Abstract:Stereotactic radiotherapy (SRT) is one of the most important treatment for patients with brain metastases (BM). Conventionally, following SRT patients are monitored by serial imaging and receive salvage treatments in case of significant tumor growth. We hypothesized that using radiomics and machine learning (ML), metastases at high risk for subsequent progression could be identified during follow-up prior to the onset of significant tumor growth, enabling personalized follow-up intervals and early selection for salvage treatment. All experiments are performed on a dataset from clinical routine of the Radiation Oncology department of the University Hospital Erlangen (UKER). The classification is realized via the maximum-relevance minimal-redundancy (MRMR) technique and support vector machines (SVM).
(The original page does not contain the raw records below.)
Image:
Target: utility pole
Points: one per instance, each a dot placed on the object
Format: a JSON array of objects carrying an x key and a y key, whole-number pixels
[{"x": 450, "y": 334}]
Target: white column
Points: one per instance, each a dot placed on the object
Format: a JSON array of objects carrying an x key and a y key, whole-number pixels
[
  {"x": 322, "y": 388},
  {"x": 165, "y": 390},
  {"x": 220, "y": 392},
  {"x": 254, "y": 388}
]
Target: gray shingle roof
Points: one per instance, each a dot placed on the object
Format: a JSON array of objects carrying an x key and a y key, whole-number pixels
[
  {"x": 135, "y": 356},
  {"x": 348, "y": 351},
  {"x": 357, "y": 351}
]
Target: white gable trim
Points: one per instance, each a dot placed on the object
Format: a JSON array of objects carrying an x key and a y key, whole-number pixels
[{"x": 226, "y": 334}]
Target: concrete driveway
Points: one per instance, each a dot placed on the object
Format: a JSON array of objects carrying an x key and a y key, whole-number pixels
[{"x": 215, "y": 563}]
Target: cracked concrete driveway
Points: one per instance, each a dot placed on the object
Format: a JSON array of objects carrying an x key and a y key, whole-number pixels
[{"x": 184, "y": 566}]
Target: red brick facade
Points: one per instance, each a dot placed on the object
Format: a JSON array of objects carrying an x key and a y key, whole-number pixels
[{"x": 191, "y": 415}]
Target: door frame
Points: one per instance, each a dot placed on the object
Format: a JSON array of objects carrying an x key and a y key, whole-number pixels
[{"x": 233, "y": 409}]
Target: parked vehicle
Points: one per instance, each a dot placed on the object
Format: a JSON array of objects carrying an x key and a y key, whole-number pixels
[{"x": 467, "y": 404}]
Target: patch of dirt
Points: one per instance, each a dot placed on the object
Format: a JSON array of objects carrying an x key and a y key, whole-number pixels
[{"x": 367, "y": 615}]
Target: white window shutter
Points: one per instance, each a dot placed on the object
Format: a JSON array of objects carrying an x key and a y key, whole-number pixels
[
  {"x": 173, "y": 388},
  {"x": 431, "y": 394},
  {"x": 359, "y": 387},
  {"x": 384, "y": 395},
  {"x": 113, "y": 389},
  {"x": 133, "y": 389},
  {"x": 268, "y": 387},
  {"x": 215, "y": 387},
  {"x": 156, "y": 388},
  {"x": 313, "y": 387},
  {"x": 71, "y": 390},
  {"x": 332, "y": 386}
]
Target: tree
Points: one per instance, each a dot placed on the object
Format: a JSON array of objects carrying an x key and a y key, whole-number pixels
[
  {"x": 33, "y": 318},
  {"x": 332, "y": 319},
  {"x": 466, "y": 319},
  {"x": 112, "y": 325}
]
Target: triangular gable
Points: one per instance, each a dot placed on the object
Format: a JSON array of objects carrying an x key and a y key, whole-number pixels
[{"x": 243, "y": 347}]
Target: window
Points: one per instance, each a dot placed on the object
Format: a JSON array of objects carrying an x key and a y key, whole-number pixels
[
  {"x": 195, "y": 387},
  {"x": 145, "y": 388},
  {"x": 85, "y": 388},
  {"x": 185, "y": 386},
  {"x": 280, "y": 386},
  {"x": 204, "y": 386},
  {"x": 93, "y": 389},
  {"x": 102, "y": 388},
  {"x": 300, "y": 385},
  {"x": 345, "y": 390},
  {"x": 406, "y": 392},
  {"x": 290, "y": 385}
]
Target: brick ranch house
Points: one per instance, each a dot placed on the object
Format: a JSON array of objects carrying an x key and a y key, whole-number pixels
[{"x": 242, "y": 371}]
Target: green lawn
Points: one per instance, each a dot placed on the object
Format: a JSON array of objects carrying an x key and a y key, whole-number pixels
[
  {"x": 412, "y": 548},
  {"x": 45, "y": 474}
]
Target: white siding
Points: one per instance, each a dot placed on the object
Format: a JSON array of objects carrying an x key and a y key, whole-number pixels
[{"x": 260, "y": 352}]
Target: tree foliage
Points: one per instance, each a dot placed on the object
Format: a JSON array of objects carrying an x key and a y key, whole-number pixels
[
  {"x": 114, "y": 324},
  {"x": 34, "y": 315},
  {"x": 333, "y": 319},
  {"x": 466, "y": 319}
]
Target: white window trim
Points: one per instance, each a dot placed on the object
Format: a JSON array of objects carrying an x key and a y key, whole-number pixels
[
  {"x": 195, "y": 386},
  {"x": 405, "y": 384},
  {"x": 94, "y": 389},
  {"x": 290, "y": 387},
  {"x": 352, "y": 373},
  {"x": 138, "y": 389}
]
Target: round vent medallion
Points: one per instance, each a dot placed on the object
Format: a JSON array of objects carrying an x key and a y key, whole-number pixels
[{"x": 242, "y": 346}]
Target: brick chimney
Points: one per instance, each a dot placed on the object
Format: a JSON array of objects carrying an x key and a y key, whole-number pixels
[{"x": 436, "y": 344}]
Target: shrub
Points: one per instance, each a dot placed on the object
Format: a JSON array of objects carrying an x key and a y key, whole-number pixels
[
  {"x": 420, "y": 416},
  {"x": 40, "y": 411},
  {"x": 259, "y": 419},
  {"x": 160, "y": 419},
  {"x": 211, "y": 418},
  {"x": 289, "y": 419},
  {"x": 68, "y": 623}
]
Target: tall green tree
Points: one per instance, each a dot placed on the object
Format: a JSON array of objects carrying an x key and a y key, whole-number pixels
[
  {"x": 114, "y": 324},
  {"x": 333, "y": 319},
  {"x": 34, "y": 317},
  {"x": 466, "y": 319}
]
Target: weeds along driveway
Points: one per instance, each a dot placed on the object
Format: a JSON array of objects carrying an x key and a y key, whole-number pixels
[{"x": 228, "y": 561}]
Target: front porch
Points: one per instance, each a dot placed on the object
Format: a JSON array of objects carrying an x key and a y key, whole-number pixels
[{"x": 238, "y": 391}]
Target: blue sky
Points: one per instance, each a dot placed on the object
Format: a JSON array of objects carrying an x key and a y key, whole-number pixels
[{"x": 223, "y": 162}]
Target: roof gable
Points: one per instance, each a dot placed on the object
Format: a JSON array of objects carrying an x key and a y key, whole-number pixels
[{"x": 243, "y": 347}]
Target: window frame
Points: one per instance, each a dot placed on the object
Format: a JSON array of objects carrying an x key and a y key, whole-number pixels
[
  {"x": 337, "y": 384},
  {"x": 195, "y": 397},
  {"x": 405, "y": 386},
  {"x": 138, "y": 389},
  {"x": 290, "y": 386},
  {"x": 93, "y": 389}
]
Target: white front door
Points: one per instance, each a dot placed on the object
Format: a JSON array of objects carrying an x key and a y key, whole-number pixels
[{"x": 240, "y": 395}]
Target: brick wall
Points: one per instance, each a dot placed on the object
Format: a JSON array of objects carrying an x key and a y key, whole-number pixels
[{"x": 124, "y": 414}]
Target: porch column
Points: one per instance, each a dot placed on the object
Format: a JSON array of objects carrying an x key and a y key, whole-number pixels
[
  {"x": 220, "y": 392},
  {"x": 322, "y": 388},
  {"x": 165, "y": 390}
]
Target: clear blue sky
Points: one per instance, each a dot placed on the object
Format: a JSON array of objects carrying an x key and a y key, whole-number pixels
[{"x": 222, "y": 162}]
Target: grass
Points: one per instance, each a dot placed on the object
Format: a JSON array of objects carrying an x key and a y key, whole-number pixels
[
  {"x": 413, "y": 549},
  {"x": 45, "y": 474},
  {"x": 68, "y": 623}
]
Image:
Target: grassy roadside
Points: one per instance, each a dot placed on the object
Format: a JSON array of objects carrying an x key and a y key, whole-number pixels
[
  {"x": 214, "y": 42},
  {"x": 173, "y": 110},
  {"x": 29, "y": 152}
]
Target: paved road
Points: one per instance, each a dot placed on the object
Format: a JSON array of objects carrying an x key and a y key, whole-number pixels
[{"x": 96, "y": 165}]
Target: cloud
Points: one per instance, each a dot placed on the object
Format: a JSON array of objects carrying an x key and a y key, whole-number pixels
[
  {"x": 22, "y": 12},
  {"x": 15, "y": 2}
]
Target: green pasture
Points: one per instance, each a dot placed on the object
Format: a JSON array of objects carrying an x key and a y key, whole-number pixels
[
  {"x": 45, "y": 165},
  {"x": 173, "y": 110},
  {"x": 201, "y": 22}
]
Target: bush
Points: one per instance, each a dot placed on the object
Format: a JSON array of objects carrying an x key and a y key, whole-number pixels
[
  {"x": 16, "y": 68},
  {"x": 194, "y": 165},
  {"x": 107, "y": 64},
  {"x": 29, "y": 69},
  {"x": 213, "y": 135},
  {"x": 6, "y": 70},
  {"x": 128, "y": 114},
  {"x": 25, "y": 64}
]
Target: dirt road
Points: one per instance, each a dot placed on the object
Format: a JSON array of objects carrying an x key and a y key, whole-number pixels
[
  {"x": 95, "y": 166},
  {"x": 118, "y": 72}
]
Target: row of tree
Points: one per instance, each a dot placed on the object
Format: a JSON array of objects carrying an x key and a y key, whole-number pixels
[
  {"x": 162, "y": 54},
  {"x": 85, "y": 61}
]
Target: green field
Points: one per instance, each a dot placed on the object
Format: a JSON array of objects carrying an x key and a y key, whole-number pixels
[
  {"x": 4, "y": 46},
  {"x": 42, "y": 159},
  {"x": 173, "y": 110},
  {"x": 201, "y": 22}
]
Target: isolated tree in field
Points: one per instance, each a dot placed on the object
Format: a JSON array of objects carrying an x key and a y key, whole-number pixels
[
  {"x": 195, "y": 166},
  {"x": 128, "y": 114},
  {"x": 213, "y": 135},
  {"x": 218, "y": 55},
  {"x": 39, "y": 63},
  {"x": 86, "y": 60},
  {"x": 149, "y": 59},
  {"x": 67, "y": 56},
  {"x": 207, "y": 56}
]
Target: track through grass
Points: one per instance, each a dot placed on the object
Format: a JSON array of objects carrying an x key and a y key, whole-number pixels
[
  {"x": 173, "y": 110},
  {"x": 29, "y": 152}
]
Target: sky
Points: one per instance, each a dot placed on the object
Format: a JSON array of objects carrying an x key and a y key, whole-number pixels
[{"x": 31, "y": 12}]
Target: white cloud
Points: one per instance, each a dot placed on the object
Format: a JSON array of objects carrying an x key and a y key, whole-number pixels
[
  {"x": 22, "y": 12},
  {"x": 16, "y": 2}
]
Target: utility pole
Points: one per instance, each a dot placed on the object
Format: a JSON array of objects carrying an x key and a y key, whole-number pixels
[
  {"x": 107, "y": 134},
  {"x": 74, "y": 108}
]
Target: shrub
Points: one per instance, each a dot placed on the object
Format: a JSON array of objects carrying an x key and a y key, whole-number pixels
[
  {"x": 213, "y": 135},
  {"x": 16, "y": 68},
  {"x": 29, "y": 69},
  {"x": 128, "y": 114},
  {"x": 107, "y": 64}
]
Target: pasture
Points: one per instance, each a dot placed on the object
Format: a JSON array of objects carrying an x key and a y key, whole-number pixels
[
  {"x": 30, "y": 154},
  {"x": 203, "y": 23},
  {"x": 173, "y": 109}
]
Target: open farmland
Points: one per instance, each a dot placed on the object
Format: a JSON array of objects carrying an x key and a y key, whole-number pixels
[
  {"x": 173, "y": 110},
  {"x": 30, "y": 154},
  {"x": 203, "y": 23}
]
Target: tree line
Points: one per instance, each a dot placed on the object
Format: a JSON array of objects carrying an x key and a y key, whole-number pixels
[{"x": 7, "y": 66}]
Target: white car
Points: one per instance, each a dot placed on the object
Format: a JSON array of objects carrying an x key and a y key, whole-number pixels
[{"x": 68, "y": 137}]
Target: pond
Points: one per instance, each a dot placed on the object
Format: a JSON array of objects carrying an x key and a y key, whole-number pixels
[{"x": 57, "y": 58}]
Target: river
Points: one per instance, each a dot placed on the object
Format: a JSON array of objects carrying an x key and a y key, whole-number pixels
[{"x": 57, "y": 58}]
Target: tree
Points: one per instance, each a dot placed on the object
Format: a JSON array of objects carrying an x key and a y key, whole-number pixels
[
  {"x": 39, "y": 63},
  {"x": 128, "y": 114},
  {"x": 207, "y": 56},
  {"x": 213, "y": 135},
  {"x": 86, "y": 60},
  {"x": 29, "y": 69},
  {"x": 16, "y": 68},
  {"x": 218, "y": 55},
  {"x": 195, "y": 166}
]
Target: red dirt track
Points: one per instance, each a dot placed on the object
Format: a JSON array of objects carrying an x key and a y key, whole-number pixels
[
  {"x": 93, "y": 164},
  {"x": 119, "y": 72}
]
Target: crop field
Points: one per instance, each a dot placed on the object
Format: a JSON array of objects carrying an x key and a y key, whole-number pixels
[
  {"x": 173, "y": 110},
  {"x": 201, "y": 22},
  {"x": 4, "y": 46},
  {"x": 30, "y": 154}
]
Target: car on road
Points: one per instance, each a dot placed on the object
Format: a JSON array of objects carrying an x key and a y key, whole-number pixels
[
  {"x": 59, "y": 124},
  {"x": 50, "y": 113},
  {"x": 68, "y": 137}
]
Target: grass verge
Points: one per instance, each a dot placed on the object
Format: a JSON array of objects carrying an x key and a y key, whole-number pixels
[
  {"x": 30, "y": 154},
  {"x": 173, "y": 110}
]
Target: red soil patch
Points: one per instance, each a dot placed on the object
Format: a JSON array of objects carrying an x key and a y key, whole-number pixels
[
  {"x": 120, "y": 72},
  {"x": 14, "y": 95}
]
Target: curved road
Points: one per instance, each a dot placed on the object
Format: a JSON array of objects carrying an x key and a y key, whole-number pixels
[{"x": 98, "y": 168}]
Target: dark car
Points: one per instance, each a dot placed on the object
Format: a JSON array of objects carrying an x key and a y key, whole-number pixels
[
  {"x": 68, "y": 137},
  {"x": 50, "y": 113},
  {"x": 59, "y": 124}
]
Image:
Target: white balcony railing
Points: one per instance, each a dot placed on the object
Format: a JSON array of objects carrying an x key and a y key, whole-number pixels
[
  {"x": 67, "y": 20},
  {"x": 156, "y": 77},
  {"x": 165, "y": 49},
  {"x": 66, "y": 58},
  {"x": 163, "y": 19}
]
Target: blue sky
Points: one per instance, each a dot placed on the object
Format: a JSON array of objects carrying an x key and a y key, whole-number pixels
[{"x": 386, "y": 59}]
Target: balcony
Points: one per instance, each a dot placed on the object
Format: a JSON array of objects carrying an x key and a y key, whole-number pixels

The pipeline leads to a classification with a mean area under the curve (AUC) score of 0.83 in internal cross-validation and allows a division of the cohort into two subcohorts that differ significantly in their median time to progression (low-risk metastasis (LRM): 17.3 months, high-risk metastasis (HRM): 9.6 months, p < 0.01). The classification performance is especially enhanced by the analysis of medical images from different points in time (AUC 0.53 -> AUC 0.74). The results indicate that risk stratification of BM based on radiomics and machine learning during post-SRT follow-up is possible with good accuracy and should be further pursued to personalize and improve post-SRT follow-up.